Can you please explain again what exactly threshold 0.2 mean.

1 Like

Potentially useful:

Currying is a function of 1 argument which takes a function f and returns a new function h. Partial application is a function of 2+ arguments which takes a function f and 1+ additional arguments to f and returns a new function g.

7 Likes

graph label puts it validation loss… so it finds loss on training ds or validation set at the end of iteration

The planet example once again shows train_loss > valid_loss… see

Please vote that post up!

2 Likes

It means that we’ll accept a label as true if we predicted its probability above .2, or 20%

2 Likes

I would be very careful to inspect any human feedback. Anything from a “user” can be malicious. Horrible images and/or incorrect corrections are just the beginnings that come to my mind.

2 Likes

Should we stop training if the validation loss is higher than the training loss? Or what is the stop rule?

The Data Block API dot something is functional programming style. Think of the operations like UNIX pipe.
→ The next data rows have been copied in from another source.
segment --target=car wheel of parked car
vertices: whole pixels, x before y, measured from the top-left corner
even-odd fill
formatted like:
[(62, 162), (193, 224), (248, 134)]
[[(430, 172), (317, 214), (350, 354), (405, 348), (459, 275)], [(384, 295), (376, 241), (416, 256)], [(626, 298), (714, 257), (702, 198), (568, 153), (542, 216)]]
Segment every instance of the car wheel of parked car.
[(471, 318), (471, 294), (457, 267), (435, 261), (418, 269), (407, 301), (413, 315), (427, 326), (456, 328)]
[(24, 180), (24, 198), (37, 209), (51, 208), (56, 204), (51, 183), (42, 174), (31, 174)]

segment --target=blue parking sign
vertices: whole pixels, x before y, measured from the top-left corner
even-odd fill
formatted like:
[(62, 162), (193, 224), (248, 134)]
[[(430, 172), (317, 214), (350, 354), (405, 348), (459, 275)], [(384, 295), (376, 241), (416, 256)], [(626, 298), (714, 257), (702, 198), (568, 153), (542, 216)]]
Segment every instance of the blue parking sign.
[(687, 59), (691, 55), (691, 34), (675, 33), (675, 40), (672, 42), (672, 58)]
data = (ImageFileList.from_folder(planet)            
        #Where to find the data? -> in planet and its subfolders
        .label_from_csv('labels.csv', sep=' ', folder='train', suffix='.jpg')  
        #How to label? -> use the csv file labels.csv in path, 
        #add .jpg to the names and take them in the folder train
        .random_split_by_pct()                     
        #How to split in train/valid? -> randomly with the default 20% in valid
        .datasets()
        #How to convert to datasets? -> use ImageMultiDataset
        .transform(planet_tfms, size=128)             
        #Data augmentation? -> use tfms with a size of 128
        .databunch())                          
        #Finally? -> use the defaults for conversion to databunch
10 Likes

Oh graph_label is wrong then.

I think data block api’s are similar to currying functions in javascript or function chaining in python.

1 Like

One question which comes to my mind is supposedly if we have a dataset which is images of animals eg - zebra, lion, elephant etc. so we have separate folders for all these images and we train our dataset on these images. But what if we now have images which have some of these classes together (zebra, lion, monkey etc ) in one single image. What would happen then ? Would our classifier give probabilities for all of these ?

4 Likes

Data Block API has a particular Javascript-ish style with it.

2 Likes

so what it should be ideally Training loss ?
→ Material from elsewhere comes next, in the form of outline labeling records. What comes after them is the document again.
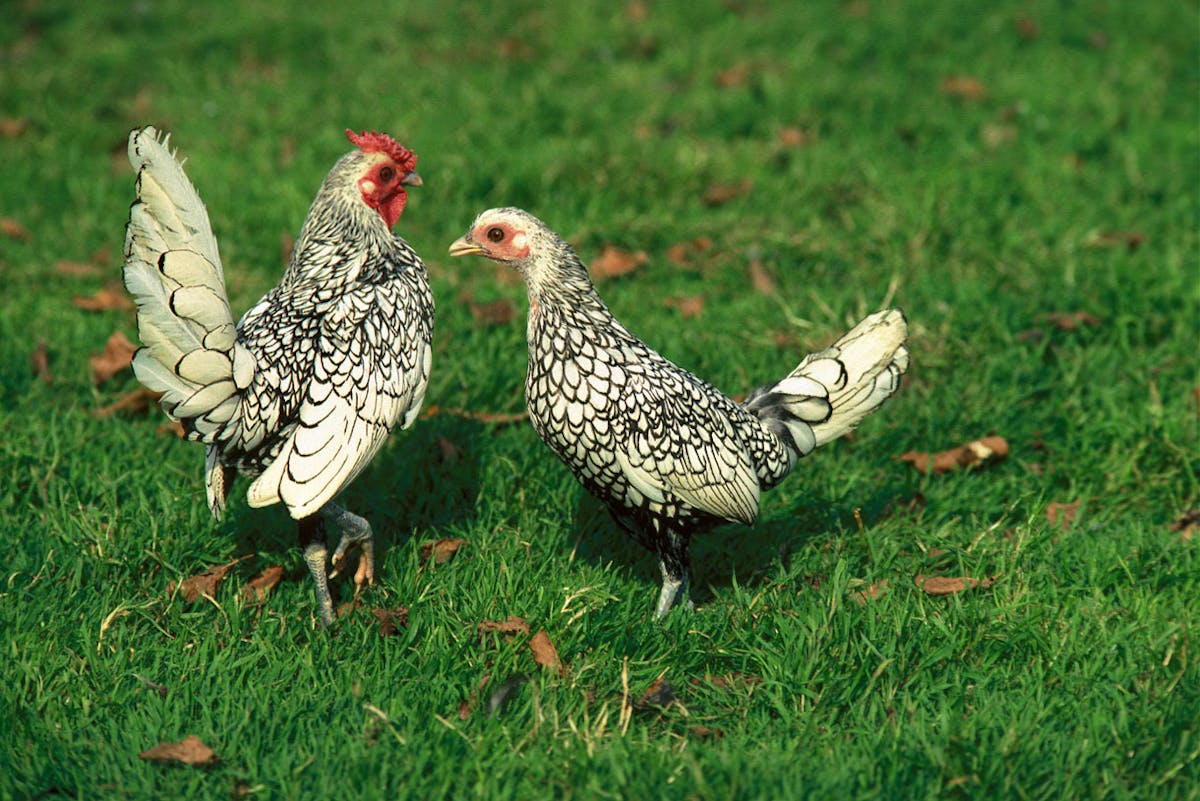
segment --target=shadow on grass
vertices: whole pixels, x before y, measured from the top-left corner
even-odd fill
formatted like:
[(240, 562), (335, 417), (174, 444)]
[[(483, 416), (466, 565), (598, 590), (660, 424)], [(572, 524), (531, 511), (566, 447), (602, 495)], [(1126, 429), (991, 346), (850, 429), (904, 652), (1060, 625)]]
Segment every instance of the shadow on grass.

Let’s assume that you have a model that predicts three different labels. For each classified image, you will get three probabilities:

  • label1: 0.4
  • label2: 0.1
  • label3: 0.3

A threshold of 0.2 would then return each of the labels that have a higher probability, e.g. label1 and label3 in this case.

5 Likes

Is it always assumed that labels will match corresponding data folders?

I would think that’s why you have to have a way to validate it, at the minimum look it over or see if the same image has an issue a set amount of times, etc.

I don’t recall what it says, but if it says validation loss, it’s wrong.

It is also equivalent to keras’s functional APIs

thought the same when I saw it! functional style

1 Like

No, not necessarily: in the planet example for instance, you look at the labels in a csv file.